Paint & Repeat: ‘Cross-Section’

With this year marking the 50th anniversary of UCI, the Claire Trevor School of the Arts decided to celebrate this landmark event with its inaugural exhibition, “Ed Moses: Cross-Section”.

Besides being one of the most influential painters in West Coast postwar art, Moses is a well-loved and admired figure within Claire Trevor — he was a part of the UCI Studio Art faculty in 1968.

The exhibition is a retrospective of the painter’s body of work that spans over five decades—all three of the University Art Galleries are dedicated to the pieces on display, and they range as far from the 1970s onwards to this year.

“Rather than do something chronological, where you start with the earlier work and go all the way through the newer work, we decided to organize it thematically,” said Kevin Appel, one of the co-curators of “Cross-Section”. “There are really six groups of work within the three galleries, and each one represents a thought process, an intellectual discussion or a challenge in [Moses’] work that he made to himself, and we grouped things according to those periods,”

In the largest room, the Contemporary Arts Center Gallery, linear shapes were woven throughout the pieces on display.

The especially striking paintings included “Egyptian Trac”, a multicolored crisscross of extremely precise lines and “Untitled” from 1970, composed of acrylic paint, resin and masking tape.

While the resin used in “Untitled” lends the piece a look of faded antiquity, its pastel-colored lines are thematically similar to the punchier, contemporary-looking “Egyptian Trac” — even though the paintings were done five years apart from one another.

In the Gallery Room, the paintings were more fluid in form. “VGA” is a gorgeous sweep of red and black paints, lush and atmospheric in depth and color.

Many of the paintings in the Gallery Room are far more multi-dimensional in real life — “VGA” for example, glimmers under the light thanks to a beautiful metallic gold paint, which is completely indecipherable in photographs.

Similarly, “Diatrow”, a scribble of black acrylic on canvas, sparkles thanks to blue and multi-colored glitter particles glazed atop the black.

Repeated experimentation is crucial to the thematic elements of Moses’ work, which plays a part in connecting his paintings throughout his career regardless of the time period.

“There’s this playful metaphor [in Moses’ works] of repeating something over and over again trying to get a different result,” said co-curator Juli Carson.

“He gives himself a set of parameters, and he responds to them and each time creates something a little bit different,” adds Appel. “That for him is the excitement, is waiting to see how it’s all going to come together somehow beyond his control,”

Appel and Carson, view “Cross-Section” not only as a recognition of Moses’ impressive body of work, but also as an event that bridges the gap between the arts and sciences through a celebration of their similarities.

“When this school was founded in 1965, there was primarily a big science component, as everybody knows.
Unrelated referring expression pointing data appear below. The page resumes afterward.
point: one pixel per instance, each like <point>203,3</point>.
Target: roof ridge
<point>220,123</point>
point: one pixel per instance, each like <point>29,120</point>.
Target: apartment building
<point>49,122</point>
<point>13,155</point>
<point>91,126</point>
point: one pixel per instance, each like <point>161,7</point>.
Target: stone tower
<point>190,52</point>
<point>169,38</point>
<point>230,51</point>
Back then there was no divide between the science and the arts,” said Carson. “Everyone was collaborating, and they shared a vision. Every highly-ranked university thrives when you have that collaboration.”
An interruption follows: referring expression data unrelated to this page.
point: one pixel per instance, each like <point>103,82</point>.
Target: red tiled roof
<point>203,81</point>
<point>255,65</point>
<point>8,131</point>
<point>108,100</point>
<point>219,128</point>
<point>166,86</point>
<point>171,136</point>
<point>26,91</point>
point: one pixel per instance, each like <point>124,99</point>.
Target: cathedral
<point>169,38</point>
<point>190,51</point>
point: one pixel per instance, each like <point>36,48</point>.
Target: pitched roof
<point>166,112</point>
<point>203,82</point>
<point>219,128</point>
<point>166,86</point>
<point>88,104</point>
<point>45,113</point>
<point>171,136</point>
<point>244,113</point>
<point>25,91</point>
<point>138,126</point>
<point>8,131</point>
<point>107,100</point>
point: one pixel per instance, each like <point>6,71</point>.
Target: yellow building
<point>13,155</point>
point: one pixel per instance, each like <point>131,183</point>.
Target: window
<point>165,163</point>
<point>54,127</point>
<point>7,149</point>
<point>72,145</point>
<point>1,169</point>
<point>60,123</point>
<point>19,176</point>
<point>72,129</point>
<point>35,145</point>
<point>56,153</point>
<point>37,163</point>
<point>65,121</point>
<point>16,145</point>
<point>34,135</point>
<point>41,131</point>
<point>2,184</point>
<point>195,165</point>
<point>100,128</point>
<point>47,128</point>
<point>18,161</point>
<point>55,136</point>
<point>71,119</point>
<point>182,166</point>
Moses’ incorporation of science into his paintings can clearly be seen in his craquelure works, on display in the University Art Gallery.

To create the distinctive cracks in the acrylic, Moses adds a first layer of paint, his “secret sauce”, and another layer of paint. The splits that form are a result of a chemical reaction of the concoction, in addition to Moses’ own intervention in the process.

In “Le Fleur,” Moses manipulated the form to create floral forms within the cracks in the paint.

“There is a chemistry science to his work that should, and does reach out to people,” said Carson.

A celebration and fascinating collection of one of the most prolific West Coast painters, “Cross-Section” should not be missed by UCI students or the Orange County community in general.

Even Moses himself couldn’t quite believe the welcome he received during the opening ceremony of the exhibition.

“It’s a miracle, it’s mysterious, I’m bewitched and bewildered,” said Moses

“Cross-Section” is free and open to the public until December 13.